Finance Projections (Fiscal Year)

2000

2002

2004

2006

2008-09

2010-11

Revenue Collected

$31.8

$24.3

$30.1

$35.6

$33.9

$35.4

As a Percentage of:

           

Federal Revenues

16.2%

12.7%

14.7%

15.5%

13.8%

13.4%

GDP

3.0%

2.1%

2.3%

2.5%

2.1%

1.9%

Pre-Tax Profits

21.6%

16.5%

16.4%

16.6%

?

?

 

Revenue Forgone

 

$0

 

$7.4

 

$9.5

 

$10.6

 

$13.7

 

$19.6

The corporate-tax system is somewhat “progressive”, in the sense that the effective tax rate rises with profits: the small-business rate is far lower than the general rate and most corporations can shelter some initial increment of profits from tax. Therefore, it is likely that the post-2000 decline in corporate profits explains part of the drop in taxes as a share of profits through 2002. In other words, not all of the $7.4 billion in forgone revenue for 2002 is attributable to corporate-tax cuts.

However, since 2004, pre-tax profits have been a higher share of GDP than in 2000. The fact that taxes as a share of profits remained so low is clearly attributable to corporate-tax cuts. By 2004, statutory corporate-tax rates were down by about one-quarter (28% to 21%). The above table confirms that corporate-tax revenues were down by the same magnitude ($10 billion out of a potential $40 billion). By 2010, statutory rates will be down by more than one-third (28% to 19% and no surtax) and the above table suggests a proportional loss of revenue ($20 billion out of a potential $55 billion). In other words, the “forgone revenue” figures seem quite plausible as estimates of the cost of corporate-tax cuts from 2004 onward.

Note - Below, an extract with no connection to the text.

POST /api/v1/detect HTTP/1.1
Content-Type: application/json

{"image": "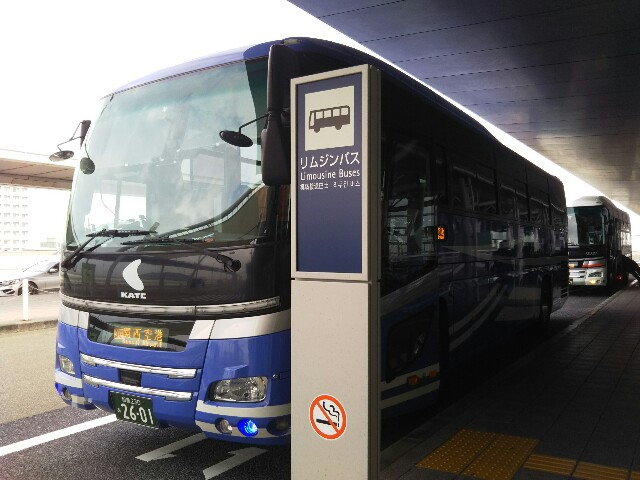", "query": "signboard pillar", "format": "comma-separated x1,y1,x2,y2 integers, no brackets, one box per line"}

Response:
291,65,380,480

Some economists would presumably argue that pre–tax corporate profits, and hence potential revenues, would not have grown so much without the corporate tax cuts. Theoretically, there are two ways in which tax cuts could increase Canadian pre-tax profits: by inducing corporations to make greater investments that generate greater profits and/or by inducing multinationals to report more of their profits in Canada. As Jim Stanford and TD Bank have shown, corporate tax cuts have not induced greater investment in Canada. The issue of reported profits should be addressed through tougher compliance measures in any case. Therefore, it seems reasonable to treat actual corporate profits as the potential tax base.

In conclusion, corporate-tax cuts now cost the federal government $10 billion annually and could soon cost it up to $20 billion annually, even if Budget 2007 announces no further reductions.  There is little evidence that these cuts have contributed, or will contribute, to increased business investment in the Canadian economy.